HBO’s co-production with the U.K.’s Sky airs after Lena Dunham and Jenni Konner’s “Camping” remake and shares DNA with the original “Camping,” another comedy of (bad) manners created by Julia Davis. But unlike the new “Camping,” or like much of anything produced stateside, it has an unsentimental willingness to vivisect its characters. Emma blazes her way through Sally’s life in part because Sally is willing to let her, or at least has no good counterargument.

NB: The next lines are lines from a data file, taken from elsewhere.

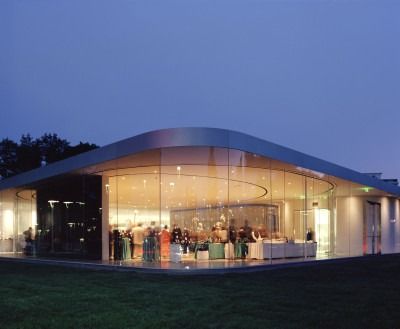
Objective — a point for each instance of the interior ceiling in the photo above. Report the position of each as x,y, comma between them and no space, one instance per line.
186,186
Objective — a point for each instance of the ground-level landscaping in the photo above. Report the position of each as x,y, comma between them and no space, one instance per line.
360,293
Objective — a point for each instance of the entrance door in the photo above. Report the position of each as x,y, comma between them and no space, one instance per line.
372,228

HBO’s “Camping” has had a tendency to pull its punches — to over-explain, through endless exposition and performances that seesaw between gruesome misbehavior and a kind of saccharine sweetness, why the characters are what they are. “Sally4Ever,” by contrast, forces characters as horribly recognizable as real people in the viewers’ face. Sometimes it seems almost to go too far, as in the case of Sally’s tragic ex-boyfriend David (Alex Macqueen), shown in the series’s opening scene performing a ludicrous a cappella performance of George Michael’s “Faith” and soon after rubbing lotion into his feet. Such scenes serve perhaps as alienation effects to weed out those with constitutions too weak to handle the show’s later, masterful scenes of dischord and disharmony. Sally and David have to be a horrible couple in order to maximize the humor of Sally and Emma breaking up with David together. And Emma has to be established as a toxic narcissist in order to provide the comic engine for a small dinner party at which Emma seeks an in with a movie producer by telling increasingly outlandish lies.

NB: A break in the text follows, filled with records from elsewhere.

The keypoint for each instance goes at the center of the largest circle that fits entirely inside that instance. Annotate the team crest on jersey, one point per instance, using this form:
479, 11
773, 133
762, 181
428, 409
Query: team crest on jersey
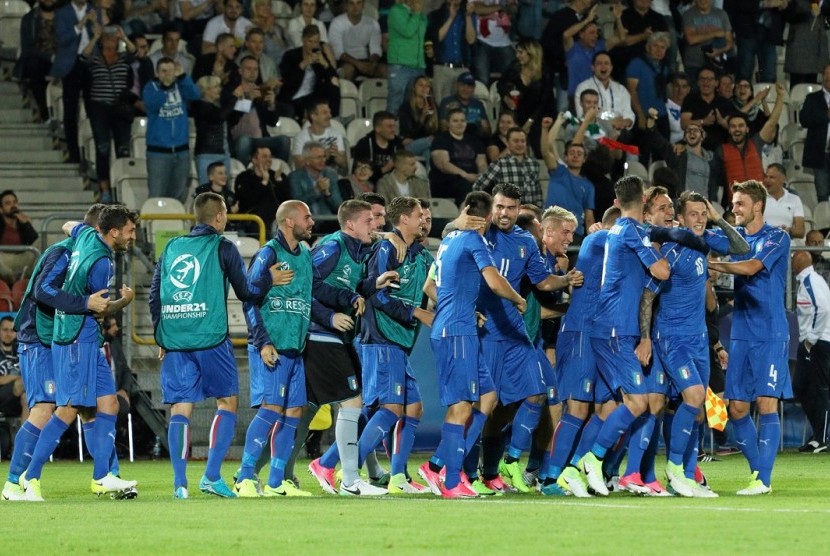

Davis’s performance is as good as any comedy turn on television this year; the scene in which she tries to seduce the producer while dealing out increasingly cruel digs at his wife is a feat of comic calculation. But so too is a scene that follows, in which Sally quietly tries to defend Emma’s behavior, building to a strange monologue about the detox shakes Emma brews, ones that leave Sally purging and ill.
All of which sounds on the page, perhaps, like violent anti-comedy — mean, gross, and ugly. But characters as fully rounded as Emma and Sally, drawn to one another despite each one’s manifold flaws, could not be made to feel so complete had they not been written and performed by people who felt a certain amount of love for them. Like the very best characters, both are perpetually consistent and yet retain the capability to surprise. So, too, is “Sally4Ever’s” placement on HBO’s Sunday-night air a bit of a surprise — it’s lower-wattage than most of what ends up on the highest-profile night of cable programming. And yet its piquancy in service of characters and relationships makes it the funniest new show of the fall, and the stateside arrival of a voice whose brashness makes clear how overdue it is to break out.
“Sally4Ever,” HBO, Sun., November 11. 30 minutes. Seven episodes (three screened for review).
Cast: Julia Davis, Catherine Shepherd, Alex Macqueen, Felicity Montagu.
Executive producers: Julia Davis, Sam Bain, Jesse Armstrong.